The Physics departments have been made obsolete by the Engineering departments. I already noticed the trend in the 1980s.

Engineers have always made more money than the pure-science grads, and this accelerated in the 60's. Even the mathematicians jumped over, largely because if you have a talent for math, its fairly easy for you to slide into engineering, with is mostly math anyway. Just math with a real-world purpose. It's funny because, at the end of WWII, there was a big debate about where US science research funding should go. One camp wanted practical research focus with real-world goals... "Build me a generator with twice the output", etc. Lyndon Johnson famously summed up this approach with the question "What will it do for Grandma?". The other side argued for instead funding pure science research based on curiosity, and argued that practical advances would trickle down from those results. The pure science camp won for a short while, but what killed it was the Space Race. The US needed specific machines with specific capabilities on a specific deadline. "Pure Science for the principal of it" fell by the wayside to "We need that rocket to have a 60% thrust efficiency increase, next year". And it's been that way ever since. In the marketplace, and especially in the marketplace of ideas, practical engineering won. And what research we still did tended to be dominated by hyper-expensive physics projects that had practically no commercial applications at all. I think the death of the Super-Conducting Supercollider in Texas was the death knell of big pure science projects in the US. As a result, engineers are actually doing a good bit of our basic research now. It's just folded into their commercial projects.

Engineering spacecraft modules will get you a high income with steady, reliable pay. Choosing to look for particles that may never be found will not.
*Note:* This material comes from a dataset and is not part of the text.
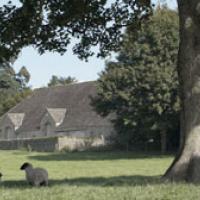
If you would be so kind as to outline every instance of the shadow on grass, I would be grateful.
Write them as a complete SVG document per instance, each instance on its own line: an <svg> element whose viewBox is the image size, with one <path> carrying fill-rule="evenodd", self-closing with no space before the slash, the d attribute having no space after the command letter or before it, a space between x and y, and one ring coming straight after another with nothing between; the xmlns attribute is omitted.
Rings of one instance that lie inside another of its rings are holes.
<svg viewBox="0 0 200 200"><path fill-rule="evenodd" d="M32 155L29 159L39 161L95 161L95 160L119 160L119 159L150 159L166 158L169 155L158 153L135 153L135 152L60 152Z"/></svg>
<svg viewBox="0 0 200 200"><path fill-rule="evenodd" d="M94 187L109 187L109 186L145 186L156 185L162 183L160 176L115 176L115 177L80 177L62 180L50 180L49 187L66 185L66 186L94 186ZM4 181L1 184L4 188L25 189L31 188L26 181Z"/></svg>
Comment Re:Hype? (Score 4, Insightful) 76

I do believe that AI will lead to significant dislocation of workers.

But the committee's asking AI to assess AI is GIGO. AI is trained to foster AI, generate additional interaction, etc. Not exactly a dispassionate assessment.

I believe AI is in the overhype part of the tech cycle, and we will see some moderating of expectations as many of these AI companies are shattered by not being able to deliver on their over-promises

"AI" (which isn't really AI, but)... is indeed being overhyped. But it's also still going to kill millions of jobs that won't be replaced by new jobs. Both things can be true at the same time. And while AI will indeed create some new jobs "caring and feeding" for AI, it'll kill off far more in other fields that will never be made up, unlike, say, when the Model T largely replaced the horse and buggy. A major reason for what we're calling AI is to replace human jobs in order for companies to save money on human expenses. It's why these companies backed AI in the first place. Shareholder Value Uber Alles.